Cinq camions et machines agricoles ont été brûlés par des inconnus qui ont érigé et incendié des barricades et tiré des coups de feu pour effrayer les conducteurs sur une route près de la ville d’Ercilla, à quelque 600 km au sud de Santiago, a indiqué Pablo Urquizar, coordinateur régional pour la sécurité publique. «Je demande immédiatement à tous les dirigeants des organisations radicalisées de rendre leurs armes et de choisir la paix», a-t-il déclaré. Sur les lieux des incendies, des banderoles et des brochures ont été découvertes, émanant de groupes de militants mapuches radicaux, selon la même source.

Ces derniers protestent contre la mort de Pablo Marchant, un Indien mapuche abattu vendredi lors d’un affrontement entre des manifestants et la police qui surveillait une entreprise forestière sur la commune de Carahue, dans la région de l’Auracanie. Ces affrontements ont également fait un blessé grave parmi les travailleurs. D’autres attaques ont été enregistrées pendant le week-end après le décès du militant, qui faisait partie de la Coordination Arauco Malleco (CAM). Ce collectif radical qui revendique des sabotages contre les entreprises forestières et installations privées, réclame la restitution de terres ancestrales. Il est considéré comme un groupuscule radical «terroriste» par le gouvernement.
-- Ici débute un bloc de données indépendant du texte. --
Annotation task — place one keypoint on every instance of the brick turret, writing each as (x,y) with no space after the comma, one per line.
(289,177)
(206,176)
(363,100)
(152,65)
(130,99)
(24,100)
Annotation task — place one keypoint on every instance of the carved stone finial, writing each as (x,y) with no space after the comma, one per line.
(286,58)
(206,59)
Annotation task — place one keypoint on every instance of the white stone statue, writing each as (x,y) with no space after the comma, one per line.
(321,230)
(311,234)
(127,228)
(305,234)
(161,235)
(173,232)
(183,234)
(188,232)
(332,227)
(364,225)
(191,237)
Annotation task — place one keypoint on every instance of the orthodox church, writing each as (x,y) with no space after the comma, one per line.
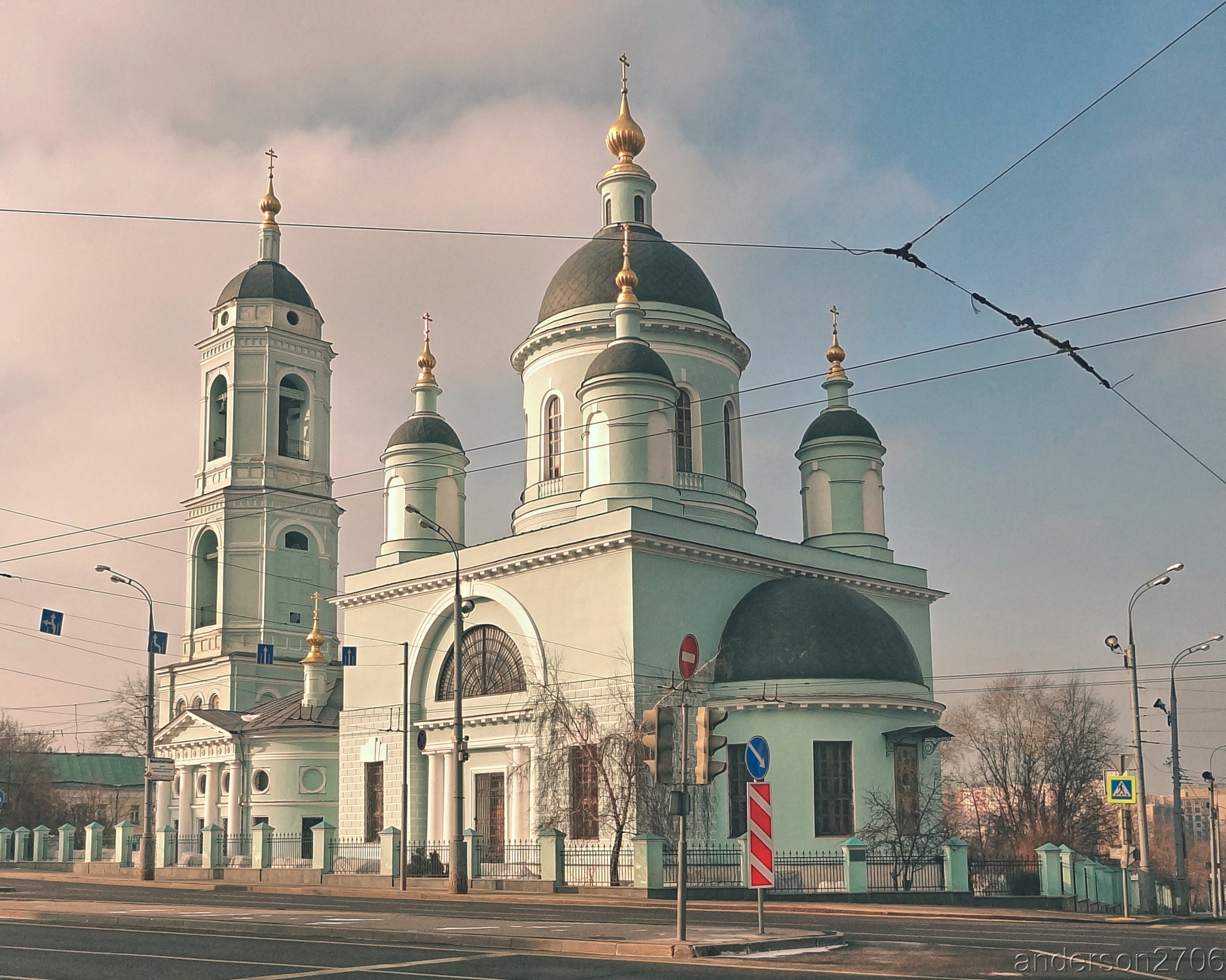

Les militants mapuche ont multiplié ce type d’attaques et d’incendies volontaires dans le sud du Chili ces dernières années. Après l’arrivée des Espagnols au Chili en 1541 et à la suite de conflits avec les gouvernements successifs, le territoire des Mapuches s’est considérablement réduit. Aujourd’hui, ils ne possèdent plus que 5% de leurs anciennes terres. Les Mapuches représentent 700.000 personnes, sur les 18 millions d’habitants du Chili. Le 5 juillet une Indienne mapuche a été élue présidente de l’Assemblée constituante chargée de rédiger une nouvelle Constitution. Dix-sept sièges sur les 155 de cette Assemblée ont été réservés à des représentants des peuples originaires.